Michael Evans was aged 8 in 1944, he remembers living in Carshalton, Surrey, South London. The war was raging, his neighbours had been bombed out of their homes. Around the time of the Normandy landings, the Germans started firing doodle bugs over Southern England. They were particularly frightening as they made a horrible droning noise as they flew overhead, the people quickly realized that the danger began as the noise stopped, they then dropped from the sky and exploded causing terrible damage. They created fear in the population, and many nights were spent huddled in shelters until the danger passed.

The Evans family were close friends with the next but one neighbours. One night I was with my father, brother, Neighbour and his son. For the first time we were allowed to stand outside our Anderson shelter watching and listening as the doodle bugs flew overhead. As we stood there, the doodle bug stopped. Father was in a panic, we three boys were thrown into the shelter, followed closely by my father and neighbour who miraculously came through the small doorway together.

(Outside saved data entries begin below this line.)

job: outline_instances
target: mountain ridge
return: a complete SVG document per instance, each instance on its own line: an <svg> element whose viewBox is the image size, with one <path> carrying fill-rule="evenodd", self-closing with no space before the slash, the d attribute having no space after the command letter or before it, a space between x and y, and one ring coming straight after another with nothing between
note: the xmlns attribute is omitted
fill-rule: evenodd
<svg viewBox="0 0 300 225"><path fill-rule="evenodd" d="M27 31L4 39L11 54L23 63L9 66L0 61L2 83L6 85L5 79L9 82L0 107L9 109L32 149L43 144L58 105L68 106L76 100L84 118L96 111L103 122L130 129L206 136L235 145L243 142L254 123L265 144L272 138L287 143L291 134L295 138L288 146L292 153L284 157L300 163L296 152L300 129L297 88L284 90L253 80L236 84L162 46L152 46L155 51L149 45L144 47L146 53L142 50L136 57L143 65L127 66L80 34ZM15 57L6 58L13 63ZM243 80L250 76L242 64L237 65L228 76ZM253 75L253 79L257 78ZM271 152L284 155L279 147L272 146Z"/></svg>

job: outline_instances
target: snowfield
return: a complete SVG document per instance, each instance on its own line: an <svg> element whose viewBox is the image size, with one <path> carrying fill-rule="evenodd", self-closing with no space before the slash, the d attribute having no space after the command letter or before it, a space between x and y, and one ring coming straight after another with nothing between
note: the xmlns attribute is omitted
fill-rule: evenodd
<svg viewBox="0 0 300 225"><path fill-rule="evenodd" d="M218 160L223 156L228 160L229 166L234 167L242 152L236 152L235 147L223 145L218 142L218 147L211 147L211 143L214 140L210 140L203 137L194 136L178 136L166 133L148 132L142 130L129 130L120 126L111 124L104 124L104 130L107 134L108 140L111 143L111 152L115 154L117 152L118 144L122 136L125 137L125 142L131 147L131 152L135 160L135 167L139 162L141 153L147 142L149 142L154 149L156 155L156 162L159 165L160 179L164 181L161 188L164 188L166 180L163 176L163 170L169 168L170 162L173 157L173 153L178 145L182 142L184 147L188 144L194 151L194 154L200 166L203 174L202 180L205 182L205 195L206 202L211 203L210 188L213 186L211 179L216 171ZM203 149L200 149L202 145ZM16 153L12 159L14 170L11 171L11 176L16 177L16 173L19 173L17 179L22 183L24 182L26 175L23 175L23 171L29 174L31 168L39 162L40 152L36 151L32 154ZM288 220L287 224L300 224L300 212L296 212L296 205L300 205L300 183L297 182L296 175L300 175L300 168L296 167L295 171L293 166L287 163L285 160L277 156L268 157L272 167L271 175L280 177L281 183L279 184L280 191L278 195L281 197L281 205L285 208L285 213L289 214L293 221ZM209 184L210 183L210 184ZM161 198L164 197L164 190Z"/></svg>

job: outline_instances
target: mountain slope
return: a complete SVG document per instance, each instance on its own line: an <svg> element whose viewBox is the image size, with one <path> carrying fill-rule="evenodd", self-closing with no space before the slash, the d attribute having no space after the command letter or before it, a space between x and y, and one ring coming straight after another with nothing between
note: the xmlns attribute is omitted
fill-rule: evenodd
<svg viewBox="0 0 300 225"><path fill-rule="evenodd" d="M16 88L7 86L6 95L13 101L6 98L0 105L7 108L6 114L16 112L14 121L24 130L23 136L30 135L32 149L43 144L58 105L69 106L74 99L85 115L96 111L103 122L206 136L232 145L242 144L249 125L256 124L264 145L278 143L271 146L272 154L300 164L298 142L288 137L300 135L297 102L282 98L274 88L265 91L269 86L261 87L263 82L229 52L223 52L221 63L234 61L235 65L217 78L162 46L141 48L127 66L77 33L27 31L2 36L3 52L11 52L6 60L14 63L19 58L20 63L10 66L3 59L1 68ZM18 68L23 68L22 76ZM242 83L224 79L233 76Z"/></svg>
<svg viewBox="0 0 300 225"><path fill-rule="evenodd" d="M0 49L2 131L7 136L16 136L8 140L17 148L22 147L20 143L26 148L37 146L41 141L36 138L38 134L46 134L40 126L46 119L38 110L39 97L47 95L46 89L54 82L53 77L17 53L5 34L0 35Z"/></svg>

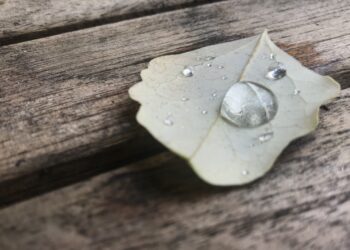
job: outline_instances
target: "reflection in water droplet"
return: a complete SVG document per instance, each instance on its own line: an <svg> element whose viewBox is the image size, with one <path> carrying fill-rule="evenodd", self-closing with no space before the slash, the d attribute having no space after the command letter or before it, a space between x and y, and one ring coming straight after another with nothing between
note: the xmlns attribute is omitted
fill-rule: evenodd
<svg viewBox="0 0 350 250"><path fill-rule="evenodd" d="M190 68L184 68L184 70L182 71L182 74L186 77L191 77L193 76L193 71Z"/></svg>
<svg viewBox="0 0 350 250"><path fill-rule="evenodd" d="M227 80L227 76L221 77L222 80Z"/></svg>
<svg viewBox="0 0 350 250"><path fill-rule="evenodd" d="M164 119L163 123L167 126L173 126L174 125L174 122L173 120L171 120L169 117Z"/></svg>
<svg viewBox="0 0 350 250"><path fill-rule="evenodd" d="M299 95L300 94L300 90L299 89L295 89L294 90L294 95Z"/></svg>
<svg viewBox="0 0 350 250"><path fill-rule="evenodd" d="M266 78L270 80L278 80L285 77L287 74L287 69L283 63L274 62L268 68L268 73L266 74Z"/></svg>
<svg viewBox="0 0 350 250"><path fill-rule="evenodd" d="M182 97L181 98L181 101L183 101L183 102L187 102L189 99L187 98L187 97Z"/></svg>
<svg viewBox="0 0 350 250"><path fill-rule="evenodd" d="M211 63L208 63L207 66L210 68L211 66L213 66L213 64Z"/></svg>
<svg viewBox="0 0 350 250"><path fill-rule="evenodd" d="M223 69L223 68L224 68L224 66L219 65L217 68L218 68L218 69Z"/></svg>
<svg viewBox="0 0 350 250"><path fill-rule="evenodd" d="M242 171L242 175L248 175L249 174L249 171L248 170L243 170Z"/></svg>
<svg viewBox="0 0 350 250"><path fill-rule="evenodd" d="M211 94L212 97L216 97L218 94L216 92L213 92L213 94Z"/></svg>
<svg viewBox="0 0 350 250"><path fill-rule="evenodd" d="M208 111L206 111L206 110L202 110L202 115L206 115L206 114L208 114Z"/></svg>
<svg viewBox="0 0 350 250"><path fill-rule="evenodd" d="M238 127L257 127L273 119L277 100L267 88L254 82L237 82L227 91L221 115Z"/></svg>
<svg viewBox="0 0 350 250"><path fill-rule="evenodd" d="M271 60L276 60L276 55L275 55L274 53L271 53L271 54L270 54L270 59L271 59Z"/></svg>
<svg viewBox="0 0 350 250"><path fill-rule="evenodd" d="M259 141L260 142L267 142L267 141L271 140L272 137L273 137L273 132L268 132L268 133L260 135Z"/></svg>

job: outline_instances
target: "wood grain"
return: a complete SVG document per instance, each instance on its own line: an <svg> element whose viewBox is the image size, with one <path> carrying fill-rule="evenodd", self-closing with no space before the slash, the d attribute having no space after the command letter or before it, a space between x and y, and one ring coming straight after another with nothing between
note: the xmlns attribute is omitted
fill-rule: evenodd
<svg viewBox="0 0 350 250"><path fill-rule="evenodd" d="M1 249L349 249L350 89L248 186L163 153L0 211Z"/></svg>
<svg viewBox="0 0 350 250"><path fill-rule="evenodd" d="M349 20L336 0L233 0L0 47L0 204L159 152L127 95L154 57L268 28L348 87Z"/></svg>
<svg viewBox="0 0 350 250"><path fill-rule="evenodd" d="M200 5L208 0L1 0L0 45Z"/></svg>

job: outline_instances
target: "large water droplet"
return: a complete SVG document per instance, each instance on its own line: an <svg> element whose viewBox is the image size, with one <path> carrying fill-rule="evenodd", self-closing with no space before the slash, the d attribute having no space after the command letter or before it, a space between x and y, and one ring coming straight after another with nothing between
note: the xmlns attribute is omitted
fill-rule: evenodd
<svg viewBox="0 0 350 250"><path fill-rule="evenodd" d="M202 115L206 115L206 114L208 114L208 111L206 111L206 110L202 110Z"/></svg>
<svg viewBox="0 0 350 250"><path fill-rule="evenodd" d="M182 74L183 74L184 76L186 76L186 77L191 77L191 76L193 76L193 71L192 71L191 68L186 67L186 68L184 68L184 70L182 71Z"/></svg>
<svg viewBox="0 0 350 250"><path fill-rule="evenodd" d="M187 102L189 100L189 98L187 98L187 97L182 97L181 98L181 101L183 101L183 102Z"/></svg>
<svg viewBox="0 0 350 250"><path fill-rule="evenodd" d="M266 78L270 80L278 80L285 77L287 74L287 69L283 63L274 62L268 68Z"/></svg>
<svg viewBox="0 0 350 250"><path fill-rule="evenodd" d="M277 100L267 88L254 82L237 82L226 93L221 115L238 127L257 127L273 119Z"/></svg>

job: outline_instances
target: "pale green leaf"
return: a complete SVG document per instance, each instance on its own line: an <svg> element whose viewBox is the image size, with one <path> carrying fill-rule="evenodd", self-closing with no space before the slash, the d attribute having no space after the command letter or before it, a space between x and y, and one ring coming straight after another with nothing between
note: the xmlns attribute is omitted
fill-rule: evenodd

Because of the immense damage and fear, the evacuation process was renewed and many children were to be evacuated from the London area. My brother and I were to be evacuated to Ashton in Makerfield. Before I went I had to have a medical, this took place in the woodwork room of the local school. We went off by train with our gas masks and our brown labels with our names and address on. It was a long journey with an overnight stay in a large school dormitory in St Helens. We were billeted with a wonderful family who had a son and daughter they had expected one child but quickly welcomed both of us. We wore clogs like the local children, and I remember the knocker-up coming round with a stick which he used to bang on bedroom windows to let the workers know it was time to be up and off to work. We stayed a year and returned home in 1945. We have always kept in touch with the family, they came to both our weddings, and I am still in contact with the son of the family.